Art History In the Schools: Tessellations with MC Escher

My daughter's school participates in this great program called Art In the Schools. Parents volunteer to come in one day a month and do a supplemental art history and hands on art project in the classroom. We feature a different artist each month with a portfolio of prints loaned to us by GRACE (the Greater Reston Arts Center.) It enriches the existing art curriculum (they only attend art class in the art room one hour ever OTHER week) and exposes students in all grade levels to a new series of portfolios every year. As the AIS mommy in my daughter's kindergarten class, I love getting to play art teacher once a month and be a fly on the wall in my own daughter's classroom. And...I used to run the program and co-ordinate the parent volunteers when I taught art in the same building!

Last month, we studied the work of M.C. Escher (1898-1972) the "father" of tessellations. For those of you not in the know, a tessellation is a repeating pattern consisting of shapes that fit together on a plane and repeat without overlapping or leaving gaps. Think of a soccer ball or a honey-comb pattern.

Back in my elementary art teacher days, I used to do a fun lesson with my fifth grade students creating unique tessellations with cut index cards that the students traced and filled a piece of drawing paper with color and whimsy. When I saw that we were studying Escher in February and I needed to do a lesson with my Kindergarteners I decided to keep it simple. No hand-cutting complicated shapes that have to fit together perfectly, instead I just blew-up xerox copies of the birds and fish from Escher's black and white woodblock print "Fish Bird Sky"

With older students of course you can get much more sophisticated and even let them create their own repeating designs. There are plenty of tutorials for this online. 
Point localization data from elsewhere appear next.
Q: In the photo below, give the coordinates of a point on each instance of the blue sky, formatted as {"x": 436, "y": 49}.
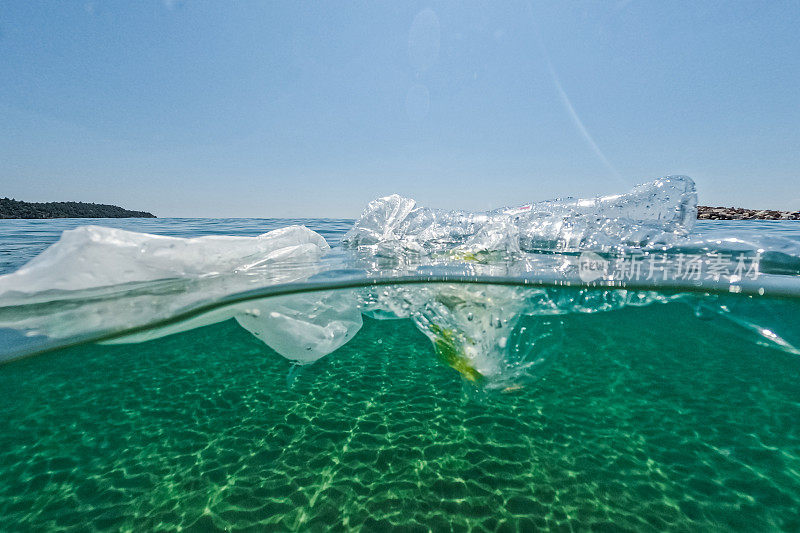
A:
{"x": 289, "y": 109}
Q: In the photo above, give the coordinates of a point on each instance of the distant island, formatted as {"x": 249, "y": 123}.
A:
{"x": 10, "y": 208}
{"x": 705, "y": 212}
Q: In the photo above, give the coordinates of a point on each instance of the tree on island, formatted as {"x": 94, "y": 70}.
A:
{"x": 11, "y": 208}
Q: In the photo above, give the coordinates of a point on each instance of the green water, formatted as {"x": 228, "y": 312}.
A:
{"x": 637, "y": 419}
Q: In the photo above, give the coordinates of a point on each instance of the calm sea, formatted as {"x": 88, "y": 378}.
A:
{"x": 615, "y": 410}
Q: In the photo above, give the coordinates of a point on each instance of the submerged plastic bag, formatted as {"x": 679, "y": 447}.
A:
{"x": 104, "y": 280}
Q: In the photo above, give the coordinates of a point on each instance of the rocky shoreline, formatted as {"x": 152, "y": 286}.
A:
{"x": 705, "y": 212}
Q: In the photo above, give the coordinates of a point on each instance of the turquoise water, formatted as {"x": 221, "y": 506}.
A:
{"x": 667, "y": 416}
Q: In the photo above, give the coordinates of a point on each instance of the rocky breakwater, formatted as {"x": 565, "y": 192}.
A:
{"x": 705, "y": 212}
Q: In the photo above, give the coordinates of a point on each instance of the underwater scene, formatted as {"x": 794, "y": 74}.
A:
{"x": 575, "y": 364}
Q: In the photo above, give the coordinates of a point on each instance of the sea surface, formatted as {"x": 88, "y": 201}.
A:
{"x": 473, "y": 398}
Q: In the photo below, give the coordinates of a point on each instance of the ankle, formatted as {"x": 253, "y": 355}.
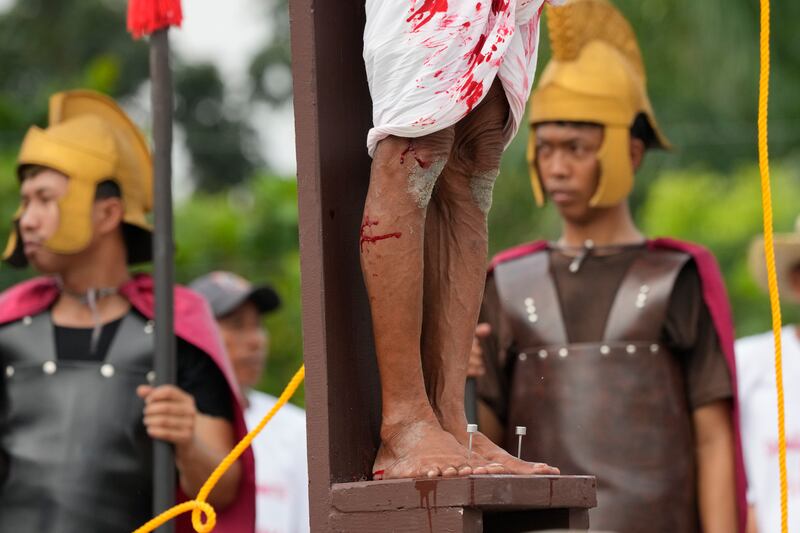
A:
{"x": 452, "y": 418}
{"x": 402, "y": 418}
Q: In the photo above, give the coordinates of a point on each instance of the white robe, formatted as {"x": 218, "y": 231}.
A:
{"x": 430, "y": 62}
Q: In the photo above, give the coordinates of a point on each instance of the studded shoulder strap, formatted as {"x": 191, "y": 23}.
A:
{"x": 641, "y": 303}
{"x": 529, "y": 300}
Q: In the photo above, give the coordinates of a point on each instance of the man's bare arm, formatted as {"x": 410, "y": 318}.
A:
{"x": 201, "y": 441}
{"x": 714, "y": 448}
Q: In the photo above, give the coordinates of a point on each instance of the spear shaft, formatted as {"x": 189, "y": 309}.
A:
{"x": 164, "y": 364}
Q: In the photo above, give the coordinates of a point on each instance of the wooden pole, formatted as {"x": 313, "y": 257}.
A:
{"x": 161, "y": 103}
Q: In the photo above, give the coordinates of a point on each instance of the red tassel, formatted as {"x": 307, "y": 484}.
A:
{"x": 147, "y": 16}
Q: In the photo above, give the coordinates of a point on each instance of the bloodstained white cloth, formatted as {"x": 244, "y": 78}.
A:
{"x": 430, "y": 62}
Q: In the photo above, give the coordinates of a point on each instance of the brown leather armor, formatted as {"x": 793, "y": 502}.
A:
{"x": 616, "y": 409}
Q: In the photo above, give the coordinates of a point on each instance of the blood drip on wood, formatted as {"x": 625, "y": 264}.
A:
{"x": 425, "y": 487}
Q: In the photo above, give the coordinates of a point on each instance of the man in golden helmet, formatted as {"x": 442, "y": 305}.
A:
{"x": 77, "y": 409}
{"x": 614, "y": 350}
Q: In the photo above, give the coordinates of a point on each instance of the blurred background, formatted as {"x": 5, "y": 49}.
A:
{"x": 235, "y": 181}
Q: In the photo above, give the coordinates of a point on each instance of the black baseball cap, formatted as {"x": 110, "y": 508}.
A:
{"x": 225, "y": 291}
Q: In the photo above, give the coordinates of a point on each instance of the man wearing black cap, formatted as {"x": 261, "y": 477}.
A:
{"x": 281, "y": 470}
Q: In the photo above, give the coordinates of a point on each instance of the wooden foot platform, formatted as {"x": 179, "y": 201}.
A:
{"x": 474, "y": 504}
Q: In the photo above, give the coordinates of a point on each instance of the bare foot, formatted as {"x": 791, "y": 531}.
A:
{"x": 491, "y": 452}
{"x": 494, "y": 453}
{"x": 423, "y": 449}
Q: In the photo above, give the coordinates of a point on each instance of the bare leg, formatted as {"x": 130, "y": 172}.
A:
{"x": 413, "y": 443}
{"x": 455, "y": 272}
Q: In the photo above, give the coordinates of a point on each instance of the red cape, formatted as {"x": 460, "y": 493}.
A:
{"x": 194, "y": 324}
{"x": 716, "y": 300}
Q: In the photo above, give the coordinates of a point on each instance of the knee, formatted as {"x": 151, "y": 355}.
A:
{"x": 421, "y": 159}
{"x": 481, "y": 185}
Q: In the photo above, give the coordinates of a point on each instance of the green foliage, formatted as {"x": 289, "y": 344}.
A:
{"x": 222, "y": 145}
{"x": 724, "y": 213}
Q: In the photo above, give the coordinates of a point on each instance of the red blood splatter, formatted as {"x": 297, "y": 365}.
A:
{"x": 426, "y": 12}
{"x": 447, "y": 22}
{"x": 471, "y": 92}
{"x": 369, "y": 239}
{"x": 499, "y": 5}
{"x": 410, "y": 149}
{"x": 475, "y": 56}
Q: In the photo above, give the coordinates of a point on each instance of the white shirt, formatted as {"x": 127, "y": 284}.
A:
{"x": 281, "y": 468}
{"x": 429, "y": 63}
{"x": 755, "y": 362}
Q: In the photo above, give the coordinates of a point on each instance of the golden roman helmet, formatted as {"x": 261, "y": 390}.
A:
{"x": 90, "y": 139}
{"x": 597, "y": 76}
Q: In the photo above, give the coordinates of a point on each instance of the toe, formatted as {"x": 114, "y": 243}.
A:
{"x": 479, "y": 470}
{"x": 433, "y": 472}
{"x": 464, "y": 470}
{"x": 496, "y": 468}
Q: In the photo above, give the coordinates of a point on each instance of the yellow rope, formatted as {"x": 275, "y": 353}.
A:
{"x": 199, "y": 507}
{"x": 769, "y": 252}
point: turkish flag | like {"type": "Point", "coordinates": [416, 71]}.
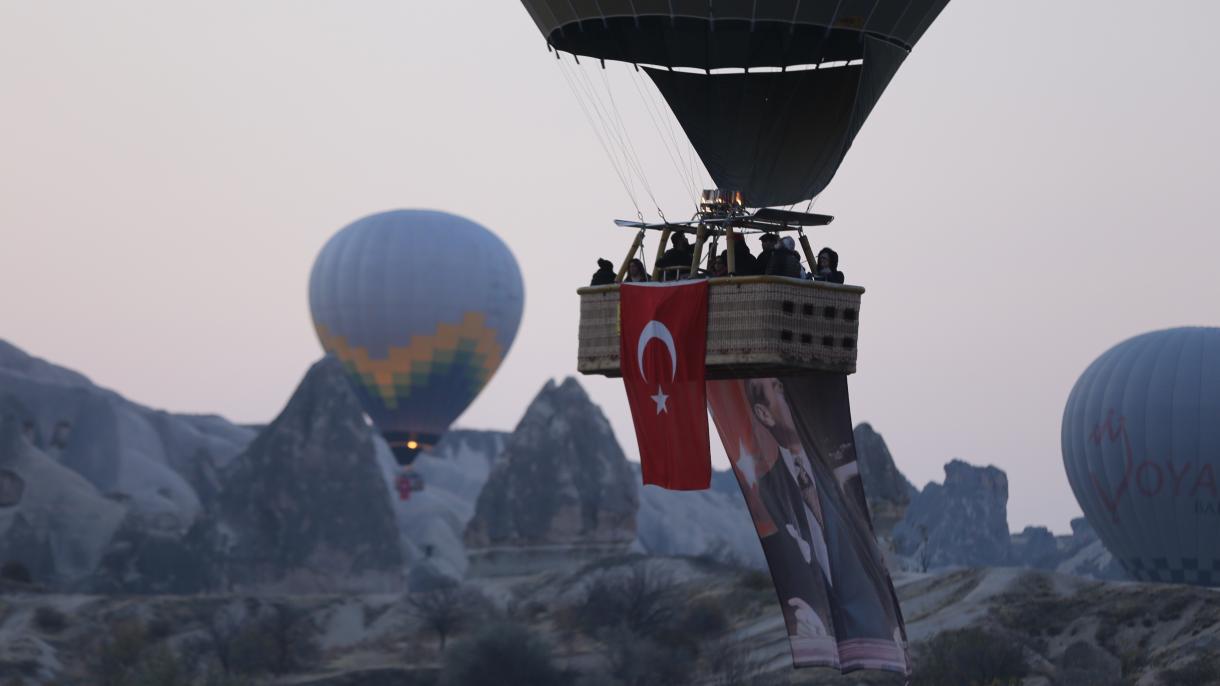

I needed an easy lesson that would display well for March's school-wide Youth Art Month display. To make my life easier, I gave each student a large blank paper fish to color and cut out. I demonstrated some magic marker and crayon resist techniques. Their favorite was how to write secret messages with white and yellow crayons then color over them with darker marker colors to reveal the image/message. Then I assembled them all into a big paper collage with xerox copies of the birds, like a glue-it-yourself jig-saw puzzle!

End result :
Adorable Giant M.C. Escher reproduction
Great Hallway Display
Co-operative class project
Memorable Art Lesson for Kindergarteners and at least one of their mothers!